Amazon.com Review
Roommates in a hospital ward, both Rex and Alice are 11 years old and both are "vanishing"--he into a terminal illness (although he calls himself the Prince of Remissions) and she into hallucinations from not eating. Alice has imposed a hunger strike upon herself in hopes that she won't have to return to her cold mother and domineering stepfather. The irony of her choice--death over a difficult life--is bitterly amusing to Rex in contrast to his own situation. The story is saved from pathos by the exchanges of gallows humor among the two kids and a wiseacre nurse, as they spar to see who can put up the coolest front. Rex, for example, refers to an unidentified burn victim in the next bed as Bobbie Q, a quip of black humor that shocks even Alice. But when Rex is taken to the intensive care unit for his last hours, he finally drops his pose of sophisticated detachment to convince Alice that "dying sucks"--an admission that helps her make the choice that Rex has been denied.

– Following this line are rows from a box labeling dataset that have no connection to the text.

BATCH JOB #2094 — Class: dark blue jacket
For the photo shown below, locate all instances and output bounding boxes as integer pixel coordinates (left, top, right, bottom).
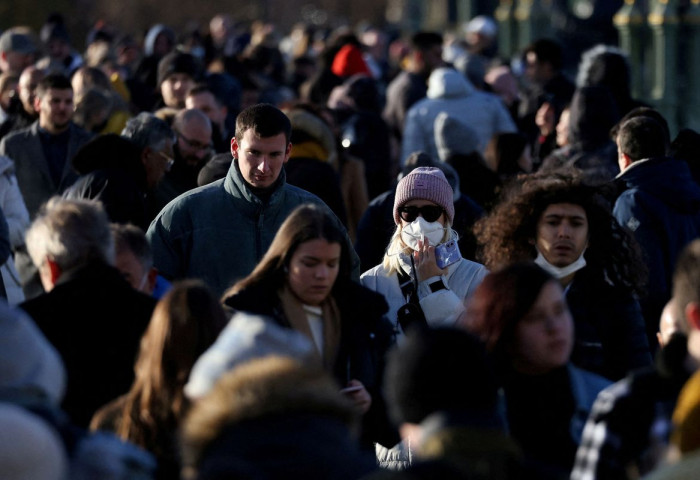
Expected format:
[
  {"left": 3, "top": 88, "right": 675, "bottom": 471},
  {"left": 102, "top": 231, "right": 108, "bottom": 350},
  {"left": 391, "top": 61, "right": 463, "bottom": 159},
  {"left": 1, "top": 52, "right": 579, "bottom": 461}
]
[
  {"left": 613, "top": 158, "right": 700, "bottom": 342},
  {"left": 566, "top": 267, "right": 658, "bottom": 380}
]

This genuinely funny--but also quite serious--novel will appeal to younger teens for its short length and quick pace, and older teens for its sophisticated dialogue. Bruce Brooks brings a brilliant surprise to each of his novels: The Moves Make the Man, with its rich basketball imagery; Midnight Hour Encores, with its vivid invocation of the '60s and the mind of a self-centered cello prodigy; and Asylum for Nightface, a strange book about the search for God. (Ages 11 and older) --Patty Campbell
From Publishers Weekly
Beginning with an out-of-body experience for the protagonist, the frequently dreamlike atmosphere of this novel distances the audience from the weighty events occurring here. Alice is an 11-year-old girl whose hunger strike takes her precariously towards death. Through a series of flashbacks, readers learn that Alice is hospitalized for bronchitis because of her father's and grandmother's neglect, and she intentionally stops eating in order to avoid being released to her alcoholic mother and her hateful stepfather. Alice enjoys the heady sensation of defying gravity with her lightness ("She felt herself going a little higher, feeling a little lighter, a little more joyous"). Meanwhile, her roommate, Rex, a cancer patient, concentrates his energies on remaining earthbound. Brooks (What Hearts) draws a compelling parallel between the two children as they struggle to control their fates. Yet Alice and Rex speak to each other in clinical, self-consciously pedantic terms ("You're the legendary Prince of Remission... Whereas I am merely a girl on a hunger strike... still subject to trifling fears at the idea of disappearing into a total lack of consciousness for an indefinite period, possibly forever," says Alice). These exchanges belie the affection Alice must harbor for Rex in order to justify her actions in the closing chapters. The sense of detachment Alice feels during her "lightness" episodes pervades the novel and even extends to her relationship with Rex. At the penultimate moment, when Alice finally "comes down" to be at Rex's side at the critical juncture in his illness, readers will likely wonder why. Ages 10-up.